The point about Burnam's "character" boiling down to just being bounced around from one heart-wrenching trauma to another is a problem that's affected several women fictional characters in the last decade or so - perhaps most famously Lara Croft in the 2013 Tomb Raider reboot trilogy. Actual growth and desires are substituted with "how much can we make this person suffer without actually killing them?" It's just an endless parade of physical trauma, losing friends, betrayals, near-death experiences, fear, dread, more physical trauma, loss and.... oh god, can we move on, please?! It's lazy writing and completely misses what makes good characters or their growth arcs.
Well, you know how us women are, just too many emotions. How do we handle them *rolls eyes*
@@lollywit I believe they have indulged themselves too much, and there is no longer a moral context in their life. It's just pure self flagellation while they take everyone else along for the ride, thinking there is some benefit in that. Respect for human life does not appear to be on their list.

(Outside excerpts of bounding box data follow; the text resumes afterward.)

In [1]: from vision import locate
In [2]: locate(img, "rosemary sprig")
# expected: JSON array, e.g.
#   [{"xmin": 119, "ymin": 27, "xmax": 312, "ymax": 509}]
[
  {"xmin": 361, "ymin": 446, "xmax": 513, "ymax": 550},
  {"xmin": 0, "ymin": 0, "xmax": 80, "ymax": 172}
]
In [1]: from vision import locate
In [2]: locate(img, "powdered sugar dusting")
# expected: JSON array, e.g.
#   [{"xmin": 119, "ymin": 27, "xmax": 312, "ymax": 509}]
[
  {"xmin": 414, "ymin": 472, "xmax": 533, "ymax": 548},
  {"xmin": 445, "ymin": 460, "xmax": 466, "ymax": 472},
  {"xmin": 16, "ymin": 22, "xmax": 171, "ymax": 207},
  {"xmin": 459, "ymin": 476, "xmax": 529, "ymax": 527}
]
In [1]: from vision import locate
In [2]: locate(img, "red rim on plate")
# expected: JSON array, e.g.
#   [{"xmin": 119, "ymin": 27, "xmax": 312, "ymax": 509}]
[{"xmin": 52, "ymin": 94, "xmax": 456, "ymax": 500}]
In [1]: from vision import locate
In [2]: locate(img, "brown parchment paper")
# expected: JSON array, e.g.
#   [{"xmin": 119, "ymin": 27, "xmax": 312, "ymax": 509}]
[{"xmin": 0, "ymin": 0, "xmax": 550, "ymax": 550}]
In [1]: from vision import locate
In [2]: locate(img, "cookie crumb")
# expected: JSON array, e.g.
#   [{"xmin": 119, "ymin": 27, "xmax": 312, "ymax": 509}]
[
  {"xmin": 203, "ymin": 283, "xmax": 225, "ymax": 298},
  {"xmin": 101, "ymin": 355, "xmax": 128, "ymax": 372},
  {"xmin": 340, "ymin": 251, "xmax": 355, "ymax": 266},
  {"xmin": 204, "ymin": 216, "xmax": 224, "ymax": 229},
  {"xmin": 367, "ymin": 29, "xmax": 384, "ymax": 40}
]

Tomb Raider is especially frustrating because the first reboot was supposed to be an origin story to relaunch the series again but after 3 games she's still origin-ing and it's just boring
Well, you could sell it as high speed emancipation - Burnham gets all the trauma in 29 episodes that O'Brien had to suffer in 176 episodes...
No, we're not in a Star Trek renaissance now, it's more like a Star Trek dark age.
Perhaps a Star Trek reanimation, with Abrams as Victor Frankenstein and Kurtzman as Herbert West.
@Matthew Caughey Amen, brother, amen. It's easy to get cynical. You're right, of course. I need to continue hoping that someday these intellectual properties (I don't think I need to list them) are once again in the hands of those who simply wish to tell good stories and not simply lecture us. (Both can be done, but that takes skill.)
My thoughts exactly.
I think they 'confused' quality with quantity. Just because there are two shows 'on' (sort of) at the moment and 'Lower Decks' and whatever the kiddies rubbish will be, and that the SFX and sets of the former two are 'very expensive and flashy' does not make any of them good. Nor does poor writing and wall-to-wall leftist intersectionality. What's on (and planned) now is likely to permanently kill off the franchise (the 'rebooted films' are dead in the water) or at the very least be on hiatus for a generation or more.
Kirk Immunity Syndrome head nod!
I honestly had no problems with Neelix myself. He helped to keep things interesting in the show and help be that kind of character that did not know much about things, but made do with what he learned over time. With so many people who know lots of advance stuff running a ship that size, having a few characters that did not know much of that stuff was refreshing.
9:13 If Romulans wear simple face masks to help protect themselves while performing surgery on Borg drones then imagine what they could do to protect Americans against viruses. If only we had that technology now.